China - Air Susu Ibu di China menjadi barang mewah bagi orang kaya. Beberapa perusahaan bahkan menyediakan jasa minum ASI langsung dari sumbernya.

Xinxinyu adalah salah satu perusahaan tersebut, Perusahaan yang berlokasi di Shenzhen ini menawarkan ASI bagi bayi, orang sakit, dan bahkan orang dewasa dengan harga yang relatif mahal.

“Orang tua bisa langsung menyusui ASI dari perawat kami.
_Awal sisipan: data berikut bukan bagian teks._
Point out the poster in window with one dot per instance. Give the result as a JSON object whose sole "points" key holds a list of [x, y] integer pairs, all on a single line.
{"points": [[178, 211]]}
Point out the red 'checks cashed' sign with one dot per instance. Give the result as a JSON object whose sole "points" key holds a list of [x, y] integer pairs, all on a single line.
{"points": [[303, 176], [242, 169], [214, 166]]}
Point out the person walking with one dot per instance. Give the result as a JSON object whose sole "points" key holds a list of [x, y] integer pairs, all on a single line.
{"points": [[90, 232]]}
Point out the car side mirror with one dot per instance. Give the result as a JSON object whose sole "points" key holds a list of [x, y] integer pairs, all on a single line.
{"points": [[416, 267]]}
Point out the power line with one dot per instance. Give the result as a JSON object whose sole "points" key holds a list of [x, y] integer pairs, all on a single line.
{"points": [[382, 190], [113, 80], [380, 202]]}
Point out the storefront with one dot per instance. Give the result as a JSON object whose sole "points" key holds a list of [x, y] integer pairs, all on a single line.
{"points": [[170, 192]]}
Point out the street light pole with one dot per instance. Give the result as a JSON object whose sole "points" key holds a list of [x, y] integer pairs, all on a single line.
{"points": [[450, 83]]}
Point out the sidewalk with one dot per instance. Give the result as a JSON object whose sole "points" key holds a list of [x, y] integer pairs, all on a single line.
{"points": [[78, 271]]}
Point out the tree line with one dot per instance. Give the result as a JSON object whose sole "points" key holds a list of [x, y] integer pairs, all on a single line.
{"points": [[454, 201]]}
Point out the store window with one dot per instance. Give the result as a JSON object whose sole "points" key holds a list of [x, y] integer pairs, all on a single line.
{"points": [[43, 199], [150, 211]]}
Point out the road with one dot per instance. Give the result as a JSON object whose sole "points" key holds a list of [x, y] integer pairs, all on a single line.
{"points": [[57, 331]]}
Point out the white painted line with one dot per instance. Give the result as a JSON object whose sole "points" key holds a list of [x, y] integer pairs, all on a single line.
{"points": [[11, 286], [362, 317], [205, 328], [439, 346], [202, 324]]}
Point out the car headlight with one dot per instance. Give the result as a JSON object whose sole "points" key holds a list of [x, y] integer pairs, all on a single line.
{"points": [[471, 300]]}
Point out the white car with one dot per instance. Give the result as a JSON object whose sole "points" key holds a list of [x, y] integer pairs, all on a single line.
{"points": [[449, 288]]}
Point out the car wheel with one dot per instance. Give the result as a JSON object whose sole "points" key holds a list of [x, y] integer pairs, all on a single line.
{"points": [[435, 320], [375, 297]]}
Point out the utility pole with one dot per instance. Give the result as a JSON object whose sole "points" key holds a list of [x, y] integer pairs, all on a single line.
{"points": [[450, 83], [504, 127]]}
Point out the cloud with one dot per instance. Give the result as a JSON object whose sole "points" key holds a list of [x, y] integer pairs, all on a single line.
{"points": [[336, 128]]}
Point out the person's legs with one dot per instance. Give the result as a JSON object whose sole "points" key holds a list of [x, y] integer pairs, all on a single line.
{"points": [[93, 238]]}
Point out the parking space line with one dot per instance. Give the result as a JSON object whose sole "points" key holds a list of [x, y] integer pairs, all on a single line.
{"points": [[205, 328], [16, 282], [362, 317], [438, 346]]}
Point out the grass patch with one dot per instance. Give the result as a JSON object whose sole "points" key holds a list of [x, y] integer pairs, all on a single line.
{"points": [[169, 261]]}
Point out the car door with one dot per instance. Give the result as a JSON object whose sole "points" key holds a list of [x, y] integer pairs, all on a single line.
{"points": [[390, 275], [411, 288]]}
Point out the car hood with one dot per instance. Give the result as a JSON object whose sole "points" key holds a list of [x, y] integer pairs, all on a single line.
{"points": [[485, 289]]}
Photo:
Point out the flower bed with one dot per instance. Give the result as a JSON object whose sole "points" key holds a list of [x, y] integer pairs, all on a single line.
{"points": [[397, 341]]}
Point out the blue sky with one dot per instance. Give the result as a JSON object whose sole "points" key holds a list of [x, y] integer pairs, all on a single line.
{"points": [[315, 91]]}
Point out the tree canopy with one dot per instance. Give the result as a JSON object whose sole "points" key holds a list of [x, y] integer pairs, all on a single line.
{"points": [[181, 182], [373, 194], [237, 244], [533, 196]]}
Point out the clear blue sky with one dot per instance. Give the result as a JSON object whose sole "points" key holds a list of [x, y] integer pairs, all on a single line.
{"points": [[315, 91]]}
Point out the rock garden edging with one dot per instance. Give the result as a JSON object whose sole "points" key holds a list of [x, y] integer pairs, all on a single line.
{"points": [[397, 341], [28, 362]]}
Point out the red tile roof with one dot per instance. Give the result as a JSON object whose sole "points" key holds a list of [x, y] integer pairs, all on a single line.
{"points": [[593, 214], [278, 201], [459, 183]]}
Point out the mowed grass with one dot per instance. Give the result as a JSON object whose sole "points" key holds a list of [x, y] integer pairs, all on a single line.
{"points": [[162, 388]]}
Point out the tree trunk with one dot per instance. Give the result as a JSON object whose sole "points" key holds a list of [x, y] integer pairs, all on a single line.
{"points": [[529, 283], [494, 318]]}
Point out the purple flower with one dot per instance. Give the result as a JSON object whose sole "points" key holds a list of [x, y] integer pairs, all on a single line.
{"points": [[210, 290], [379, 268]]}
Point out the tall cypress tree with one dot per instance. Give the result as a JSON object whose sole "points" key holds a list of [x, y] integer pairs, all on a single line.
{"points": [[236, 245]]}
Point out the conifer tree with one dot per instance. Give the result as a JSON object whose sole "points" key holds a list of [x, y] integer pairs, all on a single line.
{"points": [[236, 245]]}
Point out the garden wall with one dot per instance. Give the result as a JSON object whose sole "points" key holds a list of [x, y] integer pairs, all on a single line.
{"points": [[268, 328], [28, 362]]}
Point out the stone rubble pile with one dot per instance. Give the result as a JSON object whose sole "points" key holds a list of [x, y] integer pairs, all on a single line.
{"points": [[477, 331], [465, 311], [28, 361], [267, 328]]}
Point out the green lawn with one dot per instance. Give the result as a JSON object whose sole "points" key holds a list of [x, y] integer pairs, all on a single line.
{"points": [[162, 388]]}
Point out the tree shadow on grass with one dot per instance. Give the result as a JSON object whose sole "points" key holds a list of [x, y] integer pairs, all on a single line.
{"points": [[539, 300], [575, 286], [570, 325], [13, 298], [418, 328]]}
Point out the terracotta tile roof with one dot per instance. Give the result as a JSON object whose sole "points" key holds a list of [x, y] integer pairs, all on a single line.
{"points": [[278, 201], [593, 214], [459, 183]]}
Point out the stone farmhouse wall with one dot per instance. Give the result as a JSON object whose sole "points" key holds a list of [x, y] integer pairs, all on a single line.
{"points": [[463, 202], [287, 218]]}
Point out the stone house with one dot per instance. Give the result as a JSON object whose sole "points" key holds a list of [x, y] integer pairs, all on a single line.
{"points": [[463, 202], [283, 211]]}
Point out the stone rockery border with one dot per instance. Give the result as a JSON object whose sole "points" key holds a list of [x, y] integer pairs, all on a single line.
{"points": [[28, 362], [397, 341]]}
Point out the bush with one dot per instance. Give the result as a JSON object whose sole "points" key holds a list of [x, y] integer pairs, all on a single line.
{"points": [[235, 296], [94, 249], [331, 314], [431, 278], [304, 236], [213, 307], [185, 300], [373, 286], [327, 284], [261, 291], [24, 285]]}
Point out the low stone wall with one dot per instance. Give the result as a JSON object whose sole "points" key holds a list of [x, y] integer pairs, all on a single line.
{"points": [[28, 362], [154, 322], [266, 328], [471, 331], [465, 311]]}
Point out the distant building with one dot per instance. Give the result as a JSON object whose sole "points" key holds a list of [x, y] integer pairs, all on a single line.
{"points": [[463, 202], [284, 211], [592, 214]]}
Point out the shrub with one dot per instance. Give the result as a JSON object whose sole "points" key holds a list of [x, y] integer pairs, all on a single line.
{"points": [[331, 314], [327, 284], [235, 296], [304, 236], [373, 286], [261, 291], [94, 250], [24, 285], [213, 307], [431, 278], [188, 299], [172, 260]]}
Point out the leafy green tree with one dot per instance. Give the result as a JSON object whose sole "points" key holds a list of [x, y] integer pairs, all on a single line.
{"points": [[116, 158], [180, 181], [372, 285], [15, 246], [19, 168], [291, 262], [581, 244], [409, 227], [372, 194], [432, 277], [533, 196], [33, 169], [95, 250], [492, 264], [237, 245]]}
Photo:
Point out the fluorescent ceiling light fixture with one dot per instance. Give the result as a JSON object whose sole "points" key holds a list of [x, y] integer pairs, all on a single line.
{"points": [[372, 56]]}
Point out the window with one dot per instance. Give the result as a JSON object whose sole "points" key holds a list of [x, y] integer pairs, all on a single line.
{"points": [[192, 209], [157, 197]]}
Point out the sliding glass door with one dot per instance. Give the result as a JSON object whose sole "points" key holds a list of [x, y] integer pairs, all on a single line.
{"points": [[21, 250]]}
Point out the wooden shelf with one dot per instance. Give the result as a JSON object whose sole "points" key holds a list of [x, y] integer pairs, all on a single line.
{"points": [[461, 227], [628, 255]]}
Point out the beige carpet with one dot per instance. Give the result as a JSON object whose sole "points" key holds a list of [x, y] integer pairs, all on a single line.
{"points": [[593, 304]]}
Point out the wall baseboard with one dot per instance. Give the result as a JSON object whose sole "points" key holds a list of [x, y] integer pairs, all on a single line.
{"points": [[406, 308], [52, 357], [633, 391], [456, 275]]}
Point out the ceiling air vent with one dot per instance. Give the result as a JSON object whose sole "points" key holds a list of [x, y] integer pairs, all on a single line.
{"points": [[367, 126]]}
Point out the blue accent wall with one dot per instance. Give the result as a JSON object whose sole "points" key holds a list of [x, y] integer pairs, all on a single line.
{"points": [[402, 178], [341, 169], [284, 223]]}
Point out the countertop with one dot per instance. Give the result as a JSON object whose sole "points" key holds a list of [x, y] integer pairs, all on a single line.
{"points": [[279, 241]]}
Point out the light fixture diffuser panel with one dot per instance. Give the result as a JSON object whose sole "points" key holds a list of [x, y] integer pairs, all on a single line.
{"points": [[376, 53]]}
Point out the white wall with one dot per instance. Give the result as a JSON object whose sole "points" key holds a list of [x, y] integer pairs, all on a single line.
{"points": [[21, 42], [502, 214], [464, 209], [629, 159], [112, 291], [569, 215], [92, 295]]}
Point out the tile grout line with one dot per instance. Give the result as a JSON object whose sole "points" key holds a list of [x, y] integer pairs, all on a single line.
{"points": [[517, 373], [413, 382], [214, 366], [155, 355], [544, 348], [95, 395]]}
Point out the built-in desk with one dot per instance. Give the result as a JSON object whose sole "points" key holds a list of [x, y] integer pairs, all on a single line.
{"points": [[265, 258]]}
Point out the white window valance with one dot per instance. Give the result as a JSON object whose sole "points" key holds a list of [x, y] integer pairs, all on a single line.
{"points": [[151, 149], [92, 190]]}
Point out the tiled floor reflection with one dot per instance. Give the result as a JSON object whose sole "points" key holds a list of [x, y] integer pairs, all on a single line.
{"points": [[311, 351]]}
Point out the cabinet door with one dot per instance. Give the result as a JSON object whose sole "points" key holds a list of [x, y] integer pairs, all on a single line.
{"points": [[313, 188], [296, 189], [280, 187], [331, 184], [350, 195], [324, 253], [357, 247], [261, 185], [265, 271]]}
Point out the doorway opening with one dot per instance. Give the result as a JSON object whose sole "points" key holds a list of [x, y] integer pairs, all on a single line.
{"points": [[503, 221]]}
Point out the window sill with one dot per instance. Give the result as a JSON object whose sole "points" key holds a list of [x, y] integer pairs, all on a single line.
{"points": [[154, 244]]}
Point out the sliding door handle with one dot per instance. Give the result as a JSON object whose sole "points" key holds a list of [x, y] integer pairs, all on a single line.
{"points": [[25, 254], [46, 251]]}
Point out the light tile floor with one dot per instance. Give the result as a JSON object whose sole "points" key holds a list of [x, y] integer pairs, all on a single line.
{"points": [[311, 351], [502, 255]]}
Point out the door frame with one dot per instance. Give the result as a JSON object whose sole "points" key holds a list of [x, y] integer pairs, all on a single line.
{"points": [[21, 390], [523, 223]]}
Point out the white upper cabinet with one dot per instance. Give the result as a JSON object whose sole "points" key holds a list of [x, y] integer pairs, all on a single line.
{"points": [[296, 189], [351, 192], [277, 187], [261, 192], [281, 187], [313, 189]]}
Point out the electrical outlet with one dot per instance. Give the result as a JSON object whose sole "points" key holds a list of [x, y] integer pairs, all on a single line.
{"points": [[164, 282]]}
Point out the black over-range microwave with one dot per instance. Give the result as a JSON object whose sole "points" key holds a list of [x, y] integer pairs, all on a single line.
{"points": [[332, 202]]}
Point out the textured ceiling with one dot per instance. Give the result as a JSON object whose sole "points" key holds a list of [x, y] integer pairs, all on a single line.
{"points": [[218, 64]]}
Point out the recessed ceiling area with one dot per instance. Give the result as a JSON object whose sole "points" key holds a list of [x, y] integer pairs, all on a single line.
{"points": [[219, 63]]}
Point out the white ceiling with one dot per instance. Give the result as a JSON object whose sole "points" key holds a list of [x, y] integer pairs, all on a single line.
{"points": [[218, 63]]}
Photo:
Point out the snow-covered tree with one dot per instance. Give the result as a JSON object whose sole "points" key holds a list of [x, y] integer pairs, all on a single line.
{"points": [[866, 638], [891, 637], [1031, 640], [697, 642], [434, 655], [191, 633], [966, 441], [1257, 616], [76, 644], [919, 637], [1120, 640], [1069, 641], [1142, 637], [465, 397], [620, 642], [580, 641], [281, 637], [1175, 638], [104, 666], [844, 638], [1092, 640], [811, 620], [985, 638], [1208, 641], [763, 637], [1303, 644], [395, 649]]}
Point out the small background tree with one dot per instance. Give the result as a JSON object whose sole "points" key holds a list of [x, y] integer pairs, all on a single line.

Mereka juga bisa minum dari pompa susu jika mereka merasa malu,” demikian disampaikan pemilik Xinxinyu Lin Jun sebagaimana dikutip dari Southern Metropolis Daily.

Perawat yang bekerja memberikan ASInya digaji 16.000 yuan per bulan atau sekitar Rp 26 juta, empat kali lipat rata-rata gaji warga China. Perawat yang cantik bisa mendapat gaji lebih tinggi lagi.

Orang China mempercayai bahwa ASI lebih mydag dicerna dan memiliki nutrisi terbaik.

Namun kebiasaan orang kaya China ini menimbulkan kontroversi.

“Hal ini semakin jelas menunjukkan kebiasaan orang China menjadikan perempuan sebagai komoditas dan degradasi moral orang kaya,” ujar Cao Baoyin, seorang penulis dan kolumnis China.